The thought of Bruno Fernandes de Souza working again has sent shockwaves around the sports world.
The Brazilian soccer goalkeeper joined second-division club Boa Esporte on Monday. Just over one month ago, he was serving a 22-year sentence for ordering the 2010 kidnapping, torture, murder and dismemberment of his ex-girlfriend, Eliza Samudio. Her body was never recovered, and Bruno’s cousin told a court her body parts were fed to the player’s dogs.
Most expected Bruno to serve 15 more years behind bars on his 2013 conviction, but he was released last month on a technicality, while his lawyers appeal his conviction.
Boa Esporte quickly signed the one-time Brazil national team hopeful on a two-year contract, and he could return to the field in the coming months.

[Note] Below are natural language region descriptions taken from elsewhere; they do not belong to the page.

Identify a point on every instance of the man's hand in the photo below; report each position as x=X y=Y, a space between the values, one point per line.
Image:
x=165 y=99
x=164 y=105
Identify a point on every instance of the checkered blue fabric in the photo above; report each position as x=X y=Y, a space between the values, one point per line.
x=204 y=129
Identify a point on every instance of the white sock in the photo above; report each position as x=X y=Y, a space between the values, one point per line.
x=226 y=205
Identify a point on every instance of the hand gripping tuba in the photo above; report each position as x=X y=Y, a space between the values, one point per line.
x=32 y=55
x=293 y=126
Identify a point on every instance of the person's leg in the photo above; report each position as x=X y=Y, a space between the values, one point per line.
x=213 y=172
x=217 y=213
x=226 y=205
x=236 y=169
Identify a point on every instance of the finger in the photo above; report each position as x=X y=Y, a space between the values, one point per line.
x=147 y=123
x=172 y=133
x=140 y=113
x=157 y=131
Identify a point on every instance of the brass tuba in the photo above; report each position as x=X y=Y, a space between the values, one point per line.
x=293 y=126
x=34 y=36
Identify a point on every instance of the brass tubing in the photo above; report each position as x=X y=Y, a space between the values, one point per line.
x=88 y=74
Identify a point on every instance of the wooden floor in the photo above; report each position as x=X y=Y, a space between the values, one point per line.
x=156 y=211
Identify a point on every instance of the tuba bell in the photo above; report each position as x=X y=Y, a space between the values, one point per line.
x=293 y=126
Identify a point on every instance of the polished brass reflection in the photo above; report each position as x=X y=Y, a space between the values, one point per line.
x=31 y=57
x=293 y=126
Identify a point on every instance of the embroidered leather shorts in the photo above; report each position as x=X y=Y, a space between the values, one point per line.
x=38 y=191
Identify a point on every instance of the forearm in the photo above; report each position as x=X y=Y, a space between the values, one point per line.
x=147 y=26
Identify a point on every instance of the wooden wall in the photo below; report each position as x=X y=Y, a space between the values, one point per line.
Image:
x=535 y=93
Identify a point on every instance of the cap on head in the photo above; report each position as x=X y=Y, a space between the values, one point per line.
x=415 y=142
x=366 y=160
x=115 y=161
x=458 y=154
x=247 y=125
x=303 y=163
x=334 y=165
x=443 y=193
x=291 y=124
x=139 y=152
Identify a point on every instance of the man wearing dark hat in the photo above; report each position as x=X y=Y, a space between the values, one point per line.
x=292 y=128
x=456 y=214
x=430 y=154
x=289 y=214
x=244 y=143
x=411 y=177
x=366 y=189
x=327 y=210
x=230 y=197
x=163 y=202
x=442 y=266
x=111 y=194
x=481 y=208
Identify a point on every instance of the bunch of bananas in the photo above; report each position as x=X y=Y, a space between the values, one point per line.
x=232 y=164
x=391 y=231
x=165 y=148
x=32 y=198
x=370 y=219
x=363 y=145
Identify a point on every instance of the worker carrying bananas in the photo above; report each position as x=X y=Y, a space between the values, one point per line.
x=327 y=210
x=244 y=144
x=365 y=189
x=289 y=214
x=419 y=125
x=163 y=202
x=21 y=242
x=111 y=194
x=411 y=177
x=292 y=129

But signing Bruno predictably has sparked outrage from near and far. Sponsors Nutrends Nutrition, CardioCenter and Magsul have ended their partnerships with the team, according to the Guardian’s Jonathan Watts. Fans and social media users also are in an uproar.
However, Boa Esporte stands by its signing of the 32-year-old goalkeeper.
“Esporte Clube was not responsible for the release and freedom of the athlete Bruno,” Boa Esporte president Rone Moraes da Costa said on Facebook, according to CNN’s Marilia Brocchetto and Shasta Darlington. Da Costa added his club was “giving work to those who intend to recover.”
Boa Esporte said in another Facebook post Bruno “deserves a new opportunity as a professional. … The club has no relation with Bruno’s personal actions, nor with his past, having hired only the professional.”
But few are willing to side with the club’s viewpoint, and the club should prepare for weeks, months and years of criticism.